Menurut salah satu panitia acara dari Goethe, film ini dipilih karena ceritanya
dibuat berdasarkan pengalaman pribadi dari sutradaranya. Sutradara film Kohlhaas, Aron
Lehmann, bahkan menggunakan nama
belakangnya sebagai nama dari sang tokoh utama (yang juga adalah sutradara).
Sebagai
seorang pembuat film pemula yang selalu terbentur permasalahan dana saat
memulai proses produksi, saya merasa sedikit terwakili setelah membaca
sinopsisnya. Saya sedikit berharap sang sutradara Kohlhaas bisa memfilmkan
pengalaman-pengalaman khas dari para pembuat film yang kekurangan dana dan
harus memutar otak untuk menyiasatinya. Pada akhirnya, saya berharap bisa
sedikit mengunduh kebanggaan sebagai sesama pembuat film ‘indie’ yang kere.
Tetapi, apakah film ini hanyalah sebatas curhatan dari seorang pembuat film
indie yang kere semata?
On
Being an Indie
Penyebutan
istilah “film indie” pada mulanya mengacu kepada sumber pendanaan film
tersebut. Film independen, seperti namanya, biasanya didanai filmnya secara
mandiri dengan uang pribadi atau mencari pendanaan melalui sponsor dan hibah
dari lembaga-lembaga tertentu. Karena sifatnya yang mandiri, dunia film indie
biasanya menawarkan konsep-konsep yang unik, cerita-cerita yang ada di luar
kebiasaan, dan kesempatan untuk bereksplorasi seluas-luasnya. Kecenderungan ini
muncul akibat kebebasan yang masih dimiliki oleh para pembuat film untuk
mengembangkan idealismenya.
Kebutuhan
akan adanya pemuas idealisme, imajinasi, dan kreativitas membuat banyak pembuat
film indie yang terkesan egois dan keras kepala. Saya bahkan pernah menemui
beberapa pembuat film indie dalam acara screening yang mengaku sama sekali
tidak memperhitungkan faktor penonton saat membuat film-film mereka.
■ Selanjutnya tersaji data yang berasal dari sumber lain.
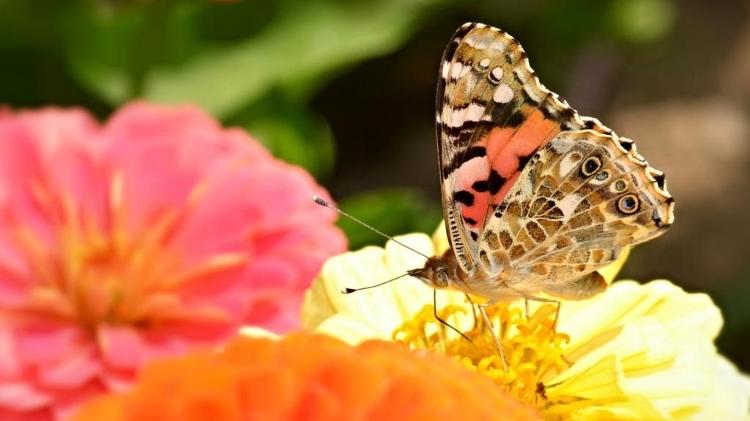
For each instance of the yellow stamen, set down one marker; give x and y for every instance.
(533, 348)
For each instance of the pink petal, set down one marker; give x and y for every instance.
(22, 396)
(72, 372)
(121, 346)
(48, 342)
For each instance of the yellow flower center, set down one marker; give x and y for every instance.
(531, 345)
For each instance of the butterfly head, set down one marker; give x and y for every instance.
(434, 273)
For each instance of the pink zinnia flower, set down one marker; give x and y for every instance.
(157, 232)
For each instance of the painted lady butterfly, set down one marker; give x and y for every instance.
(535, 197)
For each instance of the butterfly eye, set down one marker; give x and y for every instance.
(591, 165)
(628, 204)
(620, 186)
(442, 278)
Buat saya
yang pemula, pemikiran semacam itu sama sekali tidak terpikirkan.
“Lha,
kalo nggak ada yang nonton buat apabikin?”, begitu batin saya kala itu.
Di
ajang diskusi yang lain, saya mendapatkan sedikit pencerahan dari seorang
pembuat film lain. Ia berkata bahwa setiap film memiliki penontonnya
sendiri-sendiri. Film akan diapresiasi oleh kumpulan penonton yang memiliki
‘frekuensi’ yang sama dengan film tersebut. Entah karena film tersebut sesuai
seleranya, mewakili suasana hatinya, atau menggambarkan realitas yang pernah
dihadapinya.
Tetapi
apa jadinya bila frekuensi sebuah film tidak dapat ditangkap oleh para kru dan
pemerannya sendiri? Apa yang terjadi bila seorang anak tidak dapat diterima
oleh orangtua-orangtuanya sendiri? Apakah lantas ia terlahir sebagai anak tiri?
Kohlhaas
menunjukkan bahwa ada banyak orangtua yang berpengaruh dalam kelahiran sebuah
film. Ada produser (baca: uang), sutradara, kru, pemain, hingga warga sekitar
tempat syuting. Lehmann sang sutradara terlalu menganggap dirinya sebagai orang
tua tunggal setelah salah satu orangtua lainnya, sang produser (dan uang yang
dibawanya) memilih untuk mundur. Lehmann kemudian berusaha berperan sebagai
orangtua tunggal bagi film yang hendak digarapnya ini. Sayangnya, Lehmann
berusaha terlalu keras.
Realitas
yang Berkelindan
Apabila
kita mencermati alur yang ditawarkan oleh film Kohlhaas,kita dapat melihat
adanya tiga lapis realitas yang membentuk film ini. Realitas pertama adalah
film yang sedang dikerjakan oleh sang sutradara. Realitas ini menggambarkan
proses syuting dimana aktor-aktris dalam Kohlhaas sedang memerankan film yang tengah mereka
garap. Dalam realitas pertama ini, kita
diajak untuk menonton film-dalam-film yang tengah dikerjakan oleh Lehmann.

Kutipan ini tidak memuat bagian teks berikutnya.